ピアノのある部屋から

ピアニスト、中添由美子がピアノのこと、教室のレッスンのこと、ロシアのこと、その他日々のいろいろを書き綴ります。

パーヴェル・ネルセシアン ピアノリサイタル(1月16日、八王子いちょうホール)

 新年早々、しばらく更新できませんでした。やはり年末年始風邪にやられて、完治しないうちに仕事が始まってしまい、パーヴェル(ネルセシアン)のレッスンの準備が大幅に遅れることとなってしまいましたので、怒涛のように忙しく、何が何だかわからないうちに出発の日になってしまった感じです。
 ようやく無事に札幌に戻ってこのブログを書いているところです。

 昨年8月の私のリサイタルで2台ピアノのパートナーをつとめてくれたことで、私は改めて彼の凄さを再認識し、このリサイタルの日を心待ちにしていました。今回は、あのとき実家でリハーサルをしたことで彼とすっかり顔なじみになった私の両親も一緒です。

 昨年のリサイタルから八王子で裏方のお手伝いもさせて頂いています。もちろん私の仕事は通訳、本番での段取りを彼と打ち合わせて舞台裏のスタッフに伝えることと、楽屋の鍵の管理です。
 ロシア語は随分頑張っても彼と最初に会う日は必ず何かやらかす私なのですが、今回は前日に彼に会ったため、この日が初日にならずに済みました。

 5時過ぎに彼がホールに到着、間髪入れずにリハーサルです。客席でじっとリハーサルを見守りました。彼がどう調整するのか直に見ることができるのは裏方の最大の特権だと私は毎年思っています。

 今回は、彼が初来日したときから知っていて彼と親しかった山梨県在住のT先生という方が昨年亡くなって、コンサートの初めにこの先生のための追悼演奏がありました。(ショパンノクターン 遺作)開演前、楽屋から舞台に向かう途中、彼は私にT先生の思い出を語ってくれました。私はお会いしたことはなかったのですが、この先生のおかげで八王子に毎年彼が来ることになったのだそうです。

 この追悼演奏のあと始まった本プログラムは
 プロコフィエフ:4つの小品 作品32
 チャイコフスキー:24のやさしい小品集 作品39(全曲)
          12の小品集 作品40より とぎれた夢
          2つの小品 作品10より ユモレスク
 プロコフィエフソナタ第6番 作品82
でした。

 初めのプロコフィエフの小品は4つの舞曲で構成されているものです。彼の舞曲に対するセンスが余すところなく発揮されていて、昨年私のリサイタルで一緒に弾いた「シンデレラ」をリハーサルしていたときのことを思い出しました。
 そして、特に印象に残ったのはチャイコフスキーの小品とプロコフィエフソナタの対比でした。チャイコフスキーの小品は子供たちのレッスンでもよく使われるテクニック的には極めてシンプルなものですが、彼が弾くとその一つ一つが宝物のようにキラキラ輝いて聞こえました。
 その素朴さと圧倒的なプロコフィエフソナタの差が見事だっと思います。
 アンコールは、昨年好評で再演希望の声が多かったシューベルト(リスト編曲)の「セレナード」、リャードフの「オルゴール」、そして3曲目は、8月の私のリサイタルの前日に札幌でみてくれたとき最後まで怒られたチャイコフスキーの「四季」から「秋の歌(10月)」でした。
 すべてが終わって舞台袖に引き上げてきた彼と目が合ったとき、彼は本当に嬉しそうににっこり笑いました。本人にとっても会心の出来だったようです。それだけに彼は私が客席ではなく舞台袖にいたので聞こえなかったのではないかと心配していました。

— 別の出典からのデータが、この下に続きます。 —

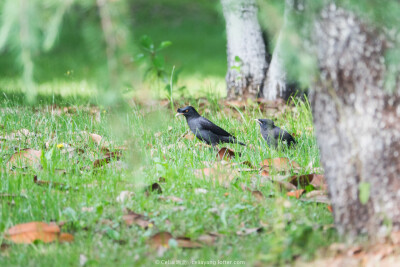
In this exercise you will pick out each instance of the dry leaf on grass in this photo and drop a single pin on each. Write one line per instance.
(255, 193)
(85, 137)
(25, 158)
(279, 164)
(27, 233)
(316, 197)
(6, 195)
(219, 173)
(162, 239)
(226, 154)
(49, 183)
(65, 237)
(247, 231)
(134, 218)
(317, 180)
(172, 198)
(108, 157)
(208, 239)
(185, 242)
(297, 193)
(155, 187)
(258, 195)
(124, 196)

 来て下さったお客様も皆、喜んでくれたようです。私のところに入ってきた声はやはり賞賛の声ばかりでした。
 リサイタルの通訳はやはり、緊張した空間なので神経をすり減らすことが多いのですが、2回目で私も少し慣れましたね…客席では聴けませんでしたが、また別のことでいろいろと得るものが大きかったと思います。